Minnesota clinics perform much better treating depression among patients with private insurance than among low-income patients covered by state-subsidized Medicaid plans, according to a new state report that scrutinized racial and socioeconomic gaps in medicine last year.

The success rate in either population isn’t great — only 5.5 percent of low-income Medicaid patients beat depression in six months, compared with 9.9 percent of patients with private insurance or other sources of health coverage.

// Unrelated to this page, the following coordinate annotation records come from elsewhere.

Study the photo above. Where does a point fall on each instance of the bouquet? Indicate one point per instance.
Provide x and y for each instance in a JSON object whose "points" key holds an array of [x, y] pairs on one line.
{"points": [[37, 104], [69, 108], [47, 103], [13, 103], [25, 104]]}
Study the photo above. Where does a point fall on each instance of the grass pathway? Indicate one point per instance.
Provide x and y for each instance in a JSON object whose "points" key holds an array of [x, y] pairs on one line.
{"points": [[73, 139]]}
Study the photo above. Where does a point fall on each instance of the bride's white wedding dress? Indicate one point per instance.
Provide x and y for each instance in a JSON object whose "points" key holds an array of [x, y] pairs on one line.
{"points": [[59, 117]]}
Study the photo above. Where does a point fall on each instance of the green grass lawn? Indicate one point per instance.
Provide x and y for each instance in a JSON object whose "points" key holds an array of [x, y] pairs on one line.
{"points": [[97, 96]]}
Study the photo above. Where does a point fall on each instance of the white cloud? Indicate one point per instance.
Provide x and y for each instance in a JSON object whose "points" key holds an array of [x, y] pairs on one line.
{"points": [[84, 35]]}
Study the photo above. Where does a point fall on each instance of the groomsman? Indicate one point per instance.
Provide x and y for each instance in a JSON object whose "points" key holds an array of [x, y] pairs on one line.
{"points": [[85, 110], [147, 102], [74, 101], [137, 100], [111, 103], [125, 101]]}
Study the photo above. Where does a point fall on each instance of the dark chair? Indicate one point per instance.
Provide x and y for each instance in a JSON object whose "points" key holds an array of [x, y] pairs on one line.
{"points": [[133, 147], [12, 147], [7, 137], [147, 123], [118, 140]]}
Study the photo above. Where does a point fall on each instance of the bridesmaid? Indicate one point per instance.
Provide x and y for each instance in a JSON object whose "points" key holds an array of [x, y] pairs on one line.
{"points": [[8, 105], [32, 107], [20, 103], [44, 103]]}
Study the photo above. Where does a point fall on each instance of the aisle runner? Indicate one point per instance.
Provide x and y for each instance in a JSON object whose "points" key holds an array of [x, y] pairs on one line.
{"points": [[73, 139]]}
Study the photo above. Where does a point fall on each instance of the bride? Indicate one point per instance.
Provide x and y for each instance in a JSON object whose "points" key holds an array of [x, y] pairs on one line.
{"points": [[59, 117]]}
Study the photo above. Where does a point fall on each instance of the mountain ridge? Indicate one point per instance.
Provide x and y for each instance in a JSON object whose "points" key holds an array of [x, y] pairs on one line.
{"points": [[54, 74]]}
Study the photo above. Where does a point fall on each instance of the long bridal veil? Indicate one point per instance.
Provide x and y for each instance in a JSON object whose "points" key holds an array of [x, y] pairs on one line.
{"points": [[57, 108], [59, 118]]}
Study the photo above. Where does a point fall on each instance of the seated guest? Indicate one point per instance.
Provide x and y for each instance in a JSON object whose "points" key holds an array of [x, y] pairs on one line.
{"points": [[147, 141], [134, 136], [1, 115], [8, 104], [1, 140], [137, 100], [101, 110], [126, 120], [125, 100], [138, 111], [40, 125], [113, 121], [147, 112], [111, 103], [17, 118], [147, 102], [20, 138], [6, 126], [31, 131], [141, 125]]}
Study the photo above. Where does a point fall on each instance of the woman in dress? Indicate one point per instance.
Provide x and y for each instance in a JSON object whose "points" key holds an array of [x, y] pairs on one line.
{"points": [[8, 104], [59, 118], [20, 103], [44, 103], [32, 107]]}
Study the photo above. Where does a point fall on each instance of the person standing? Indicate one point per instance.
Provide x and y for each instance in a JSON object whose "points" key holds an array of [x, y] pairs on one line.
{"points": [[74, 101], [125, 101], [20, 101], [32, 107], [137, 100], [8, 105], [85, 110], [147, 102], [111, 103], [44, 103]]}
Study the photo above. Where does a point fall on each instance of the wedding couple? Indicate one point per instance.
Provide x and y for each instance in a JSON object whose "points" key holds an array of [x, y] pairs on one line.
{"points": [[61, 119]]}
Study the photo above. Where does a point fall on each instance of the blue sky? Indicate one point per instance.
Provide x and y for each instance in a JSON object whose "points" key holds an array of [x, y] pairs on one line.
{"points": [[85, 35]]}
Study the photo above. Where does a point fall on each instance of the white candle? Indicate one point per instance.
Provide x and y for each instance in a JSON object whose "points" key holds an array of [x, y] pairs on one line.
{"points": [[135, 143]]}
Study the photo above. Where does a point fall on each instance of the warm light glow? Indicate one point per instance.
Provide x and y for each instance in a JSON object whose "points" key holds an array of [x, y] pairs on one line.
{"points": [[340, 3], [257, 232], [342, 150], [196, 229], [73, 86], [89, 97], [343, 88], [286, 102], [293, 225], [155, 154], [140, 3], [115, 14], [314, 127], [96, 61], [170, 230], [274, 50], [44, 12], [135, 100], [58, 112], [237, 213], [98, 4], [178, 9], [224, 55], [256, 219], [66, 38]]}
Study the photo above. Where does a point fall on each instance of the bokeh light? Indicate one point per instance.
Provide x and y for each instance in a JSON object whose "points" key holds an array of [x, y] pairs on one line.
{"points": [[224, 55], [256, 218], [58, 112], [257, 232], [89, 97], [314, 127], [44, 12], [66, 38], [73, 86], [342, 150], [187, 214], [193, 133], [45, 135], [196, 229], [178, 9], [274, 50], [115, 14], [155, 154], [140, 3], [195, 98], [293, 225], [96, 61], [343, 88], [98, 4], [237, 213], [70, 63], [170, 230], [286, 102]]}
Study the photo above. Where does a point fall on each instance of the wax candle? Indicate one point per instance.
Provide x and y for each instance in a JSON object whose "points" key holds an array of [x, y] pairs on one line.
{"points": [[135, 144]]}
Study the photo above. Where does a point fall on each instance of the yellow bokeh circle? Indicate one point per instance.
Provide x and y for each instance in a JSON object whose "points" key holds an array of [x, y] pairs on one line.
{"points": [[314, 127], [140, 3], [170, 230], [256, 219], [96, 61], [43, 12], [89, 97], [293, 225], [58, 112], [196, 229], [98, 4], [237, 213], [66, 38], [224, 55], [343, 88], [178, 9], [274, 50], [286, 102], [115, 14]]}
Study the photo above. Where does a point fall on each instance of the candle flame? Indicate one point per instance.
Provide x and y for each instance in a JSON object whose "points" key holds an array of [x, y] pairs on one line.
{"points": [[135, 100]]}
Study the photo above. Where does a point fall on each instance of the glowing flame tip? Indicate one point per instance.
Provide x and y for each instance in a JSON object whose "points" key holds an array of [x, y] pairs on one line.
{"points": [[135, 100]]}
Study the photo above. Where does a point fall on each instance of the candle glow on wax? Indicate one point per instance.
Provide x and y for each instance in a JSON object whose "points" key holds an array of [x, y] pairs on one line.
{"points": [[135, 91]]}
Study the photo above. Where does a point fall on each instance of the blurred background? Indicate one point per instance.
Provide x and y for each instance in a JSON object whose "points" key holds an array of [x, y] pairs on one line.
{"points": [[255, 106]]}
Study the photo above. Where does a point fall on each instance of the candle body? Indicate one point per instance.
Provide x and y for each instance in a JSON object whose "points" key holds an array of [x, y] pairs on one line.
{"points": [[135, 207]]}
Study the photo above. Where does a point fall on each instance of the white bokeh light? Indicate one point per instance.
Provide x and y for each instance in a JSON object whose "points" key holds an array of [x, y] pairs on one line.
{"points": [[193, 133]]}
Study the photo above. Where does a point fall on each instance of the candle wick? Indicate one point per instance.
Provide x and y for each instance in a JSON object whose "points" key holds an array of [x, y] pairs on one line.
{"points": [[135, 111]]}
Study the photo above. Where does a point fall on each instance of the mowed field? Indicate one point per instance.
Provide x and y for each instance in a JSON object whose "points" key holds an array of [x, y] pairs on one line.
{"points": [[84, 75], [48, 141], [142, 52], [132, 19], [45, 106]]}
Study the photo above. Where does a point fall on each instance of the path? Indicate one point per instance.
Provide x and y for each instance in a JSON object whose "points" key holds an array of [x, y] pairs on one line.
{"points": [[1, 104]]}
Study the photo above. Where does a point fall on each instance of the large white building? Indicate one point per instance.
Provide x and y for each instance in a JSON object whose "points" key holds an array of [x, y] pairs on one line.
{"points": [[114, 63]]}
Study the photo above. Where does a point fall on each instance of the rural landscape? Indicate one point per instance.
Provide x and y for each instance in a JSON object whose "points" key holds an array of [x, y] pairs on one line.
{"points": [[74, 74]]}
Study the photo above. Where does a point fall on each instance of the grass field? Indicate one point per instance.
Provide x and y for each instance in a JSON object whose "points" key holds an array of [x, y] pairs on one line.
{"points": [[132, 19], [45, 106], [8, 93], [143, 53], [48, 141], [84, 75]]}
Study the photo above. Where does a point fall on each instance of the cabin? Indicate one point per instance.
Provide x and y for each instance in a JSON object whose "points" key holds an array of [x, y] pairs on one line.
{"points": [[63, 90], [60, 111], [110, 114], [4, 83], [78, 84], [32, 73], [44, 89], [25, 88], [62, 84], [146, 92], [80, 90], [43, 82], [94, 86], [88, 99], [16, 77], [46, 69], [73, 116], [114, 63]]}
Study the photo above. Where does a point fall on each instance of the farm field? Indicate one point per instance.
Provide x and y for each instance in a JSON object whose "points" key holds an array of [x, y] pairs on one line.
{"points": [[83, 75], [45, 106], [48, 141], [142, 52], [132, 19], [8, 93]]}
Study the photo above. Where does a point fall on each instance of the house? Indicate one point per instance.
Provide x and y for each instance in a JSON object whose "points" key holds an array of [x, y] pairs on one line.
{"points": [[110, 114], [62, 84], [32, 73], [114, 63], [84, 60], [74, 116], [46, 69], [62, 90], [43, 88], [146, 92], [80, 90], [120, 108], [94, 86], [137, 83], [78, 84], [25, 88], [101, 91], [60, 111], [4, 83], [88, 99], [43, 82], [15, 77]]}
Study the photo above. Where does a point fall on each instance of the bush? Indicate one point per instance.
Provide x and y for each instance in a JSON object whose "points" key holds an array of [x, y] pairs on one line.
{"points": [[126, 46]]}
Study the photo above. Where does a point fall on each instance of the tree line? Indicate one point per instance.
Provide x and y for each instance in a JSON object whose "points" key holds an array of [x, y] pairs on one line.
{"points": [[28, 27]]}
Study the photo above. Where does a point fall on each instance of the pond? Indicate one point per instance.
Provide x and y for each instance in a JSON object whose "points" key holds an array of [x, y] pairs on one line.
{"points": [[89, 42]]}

But the disparity indicates additional challenges among low-income Minnesotans that many primary care clinics aren’t addressing. Follow-up screenings or check-in calls that can help depressed patients recover, for example, might be more challenging with low-income patients who have unstable housing and can be harder to track down, said James Chase, president of Minnesota Community Measurement, which released the report Thursday.

“People want to take this on because [depression care] is so important — not just for the impact on patients but on families and communities and everybody,” Chase said. “The challenge is … what do you need to do differently for disparity populations? What can we do differently with public programs so we can get better results?”

The socioeconomic disparity in depression care was one of several highlighted in the report, which was based on clinic data for 2015.

While 74.3 percent of patients with private or other insurance sources received scheduled colon cancer screenings, only 53.9 percent of Medicaid-covered adults received them, the report found. There was a similar gap of 15 percentage points in women receiving recommended mammograms.

Gaps in depression care are receiving greater attention in Minnesota, partly because the state’s clinics are performing so poorly on the measure.

Eight clinics were unable to achieve remission in six months in any of their depressed patients, regardless of their insurance coverage, while another 23 made progress only with privately insured patients. But the increased attention on depression also reflects its broad toll on patients and health care.

“When people are depressed they don’t show up to work and perform well, they don’t perform well in their families, they don’t perform well in school,” said Dr. Paul Goering, vice president of mental health for Allina Health. “But there’s also a profound medical argument. If you’re not doing well with your depression, you’re not taking care of your blood pressure, your diabetes, your obesity, your chronic back pain.”

Allina is testing a solution at its Woodbury clinic, which had a significant disparity in depression remission rates — only 3 percent for the Medicaid population vs. 13.7 percent for others, according to the Community Measurement report. The idea is to make mental health providers and services that used to be considered specialties — such as stress reduction and mindfulness training — immediately available at primary care clinics and to offer them to patients.

The Minnesota Department of Human Services, which operates Medicaid programs, lays some blame for the disparity on poverty rather than doctors’ performance.

“We know that both direct and compounding factors affect health outcomes, including having dependable access to transportation, housing, healthy food, education, and employment,” the agency said in a statement.

However, the agency also directed Minnesota’s Medicaid managed care insurers last year to create incentives so doctors and clinics keep their patients on prescribed antidepressants longer and follow up with them if they have been hospitalized.

Goering said clinics need to standardize depression care, so that all patients receive the same basic screening and oversight regardless of who is paying their medical bills. But then they need to look for unique factors causing depression and disparities in their patients.

Allina’s East Lake Street Clinic has a disproportionate share of patients whose depression was related to pregnancy and new parenting, he said, and needed an outreach program tailored to that.

“Their needs were distinctly different,” he said. “We weren’t going to be able to help them differently by different medication choices or by referring them to psychology more.”